One potential application of the dataset includes the validation of fire spread models. Here smallest possible differences in time and day are important to ensure accurate modelling, and fire steps for which daily propagating burned areas are available are of highest interest. For long wildfire events, instances of daily updated burned areas and gaps of multiple days can often both be observed. Here, the individual steps with daily propagation can still prove valuable. Alternatively, 32 fire events do not include any missing fire dates.
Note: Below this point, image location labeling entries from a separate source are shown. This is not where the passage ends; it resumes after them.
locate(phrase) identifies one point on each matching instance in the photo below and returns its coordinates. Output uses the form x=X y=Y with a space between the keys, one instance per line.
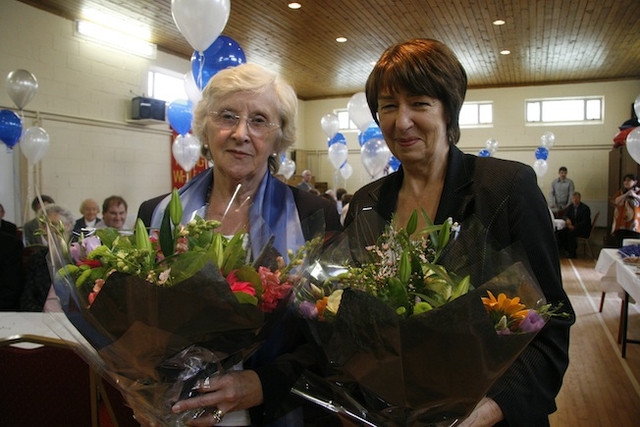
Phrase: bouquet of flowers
x=160 y=313
x=408 y=340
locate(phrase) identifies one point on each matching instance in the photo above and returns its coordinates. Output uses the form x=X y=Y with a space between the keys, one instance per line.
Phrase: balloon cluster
x=201 y=22
x=22 y=86
x=540 y=166
x=492 y=147
x=633 y=137
x=287 y=167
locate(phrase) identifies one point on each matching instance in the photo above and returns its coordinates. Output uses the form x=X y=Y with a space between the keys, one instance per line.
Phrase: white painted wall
x=84 y=94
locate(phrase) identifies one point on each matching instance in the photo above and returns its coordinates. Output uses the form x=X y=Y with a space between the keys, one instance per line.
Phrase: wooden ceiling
x=551 y=41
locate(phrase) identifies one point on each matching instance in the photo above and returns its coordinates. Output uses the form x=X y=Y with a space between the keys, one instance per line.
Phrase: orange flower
x=321 y=304
x=504 y=306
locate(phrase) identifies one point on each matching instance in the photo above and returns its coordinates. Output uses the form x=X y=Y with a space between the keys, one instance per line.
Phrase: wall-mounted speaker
x=147 y=108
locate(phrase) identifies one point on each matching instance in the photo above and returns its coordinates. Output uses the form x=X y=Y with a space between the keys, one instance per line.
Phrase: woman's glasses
x=257 y=124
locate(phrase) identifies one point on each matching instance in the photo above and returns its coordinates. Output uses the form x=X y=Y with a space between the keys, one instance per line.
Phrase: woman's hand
x=230 y=392
x=485 y=414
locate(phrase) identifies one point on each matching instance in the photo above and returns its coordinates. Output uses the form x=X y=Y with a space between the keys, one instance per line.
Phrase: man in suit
x=578 y=224
x=6 y=226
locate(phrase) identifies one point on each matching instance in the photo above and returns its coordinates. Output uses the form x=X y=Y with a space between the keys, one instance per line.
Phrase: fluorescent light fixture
x=115 y=39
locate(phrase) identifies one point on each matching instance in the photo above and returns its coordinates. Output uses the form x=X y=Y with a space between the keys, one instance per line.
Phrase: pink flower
x=272 y=290
x=238 y=286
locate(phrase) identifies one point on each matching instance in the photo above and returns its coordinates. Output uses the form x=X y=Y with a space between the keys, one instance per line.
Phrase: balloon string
x=201 y=60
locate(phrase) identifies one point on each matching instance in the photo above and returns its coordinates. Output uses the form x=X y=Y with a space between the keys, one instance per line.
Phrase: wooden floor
x=600 y=388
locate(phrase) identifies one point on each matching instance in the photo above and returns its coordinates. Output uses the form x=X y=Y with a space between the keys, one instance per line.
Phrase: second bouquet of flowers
x=161 y=313
x=408 y=338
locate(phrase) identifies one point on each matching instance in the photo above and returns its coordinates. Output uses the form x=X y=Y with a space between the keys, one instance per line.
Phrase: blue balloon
x=373 y=131
x=542 y=153
x=180 y=114
x=10 y=128
x=223 y=53
x=337 y=138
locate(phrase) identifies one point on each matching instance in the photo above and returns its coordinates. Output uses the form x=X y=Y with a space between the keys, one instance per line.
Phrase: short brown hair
x=421 y=67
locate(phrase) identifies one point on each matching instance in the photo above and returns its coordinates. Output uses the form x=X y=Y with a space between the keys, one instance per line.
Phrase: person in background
x=560 y=194
x=29 y=228
x=578 y=224
x=11 y=271
x=345 y=200
x=415 y=93
x=6 y=226
x=626 y=214
x=38 y=279
x=114 y=213
x=339 y=193
x=305 y=184
x=247 y=114
x=89 y=209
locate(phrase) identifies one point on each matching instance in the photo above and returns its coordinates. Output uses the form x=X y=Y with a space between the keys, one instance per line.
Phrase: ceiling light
x=115 y=39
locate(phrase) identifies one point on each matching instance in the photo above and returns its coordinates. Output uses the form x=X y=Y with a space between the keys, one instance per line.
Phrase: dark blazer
x=505 y=197
x=8 y=227
x=11 y=272
x=580 y=216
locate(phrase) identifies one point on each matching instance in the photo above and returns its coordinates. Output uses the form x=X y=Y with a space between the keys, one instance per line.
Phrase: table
x=626 y=277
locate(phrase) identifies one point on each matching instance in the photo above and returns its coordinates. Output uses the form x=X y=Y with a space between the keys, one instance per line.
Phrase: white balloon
x=191 y=88
x=34 y=144
x=359 y=112
x=375 y=156
x=633 y=144
x=200 y=21
x=287 y=168
x=21 y=86
x=346 y=171
x=186 y=151
x=547 y=139
x=338 y=154
x=330 y=124
x=540 y=167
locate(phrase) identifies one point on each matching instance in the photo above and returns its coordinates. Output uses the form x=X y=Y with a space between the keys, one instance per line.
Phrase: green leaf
x=188 y=264
x=175 y=208
x=412 y=224
x=166 y=235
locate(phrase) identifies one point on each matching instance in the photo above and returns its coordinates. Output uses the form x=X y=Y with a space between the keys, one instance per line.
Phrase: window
x=565 y=110
x=476 y=114
x=344 y=120
x=166 y=85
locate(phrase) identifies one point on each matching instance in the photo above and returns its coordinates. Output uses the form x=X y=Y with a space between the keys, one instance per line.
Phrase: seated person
x=578 y=224
x=89 y=210
x=38 y=278
x=114 y=213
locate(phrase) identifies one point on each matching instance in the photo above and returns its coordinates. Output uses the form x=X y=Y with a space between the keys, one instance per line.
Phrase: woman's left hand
x=230 y=392
x=485 y=414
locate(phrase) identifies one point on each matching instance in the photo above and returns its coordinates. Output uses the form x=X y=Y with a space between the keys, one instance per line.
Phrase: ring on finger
x=217 y=415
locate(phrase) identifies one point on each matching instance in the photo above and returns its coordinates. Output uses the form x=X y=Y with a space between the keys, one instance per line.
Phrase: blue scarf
x=273 y=212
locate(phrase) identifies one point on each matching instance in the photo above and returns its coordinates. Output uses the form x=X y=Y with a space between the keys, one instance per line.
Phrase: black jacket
x=506 y=198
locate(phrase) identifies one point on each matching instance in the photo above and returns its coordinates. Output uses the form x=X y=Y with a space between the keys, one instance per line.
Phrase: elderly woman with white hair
x=245 y=119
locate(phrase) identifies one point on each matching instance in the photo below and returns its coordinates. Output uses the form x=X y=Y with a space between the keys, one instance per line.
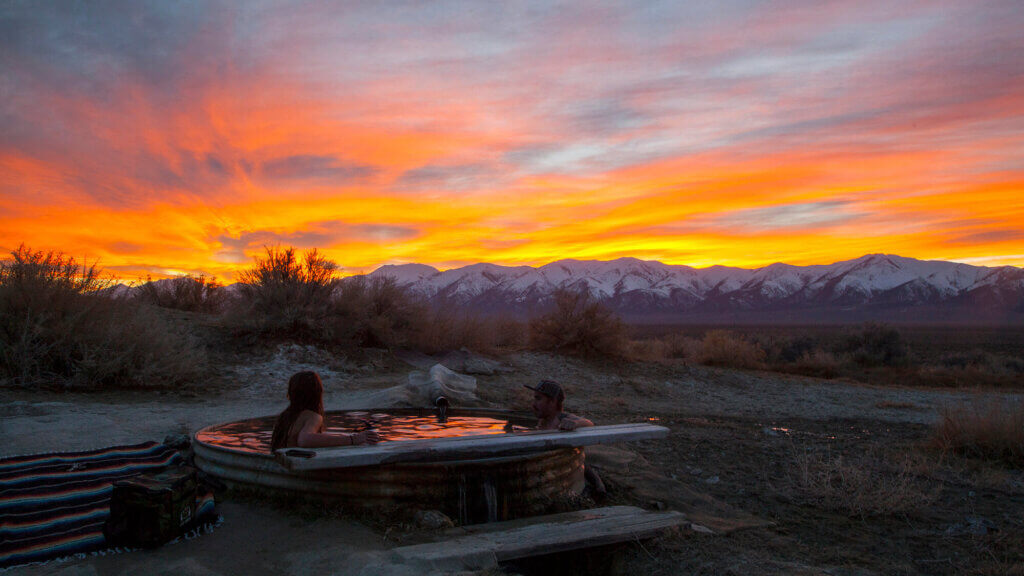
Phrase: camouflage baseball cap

Since our dataset provides very high spatial and temporal resolution, another use-case includes the validation of burned areas derived from other sources (e.g., to validate automated burned area detection algorithms for satellites). In such cases, the dataset needs to be filtered for the best matching fire date and time, using the Acqu_date and Acqu_time variable. Afterwards, the overlap of the burned areas can be calculated.

It is important to notice that our methodology only displays the external boundaries of a burned area, since false negatives and unburned holes inside of burned areas could not be distinguished with simple thresholding and the available bands. This limitation needs to be considered for the different use-cases.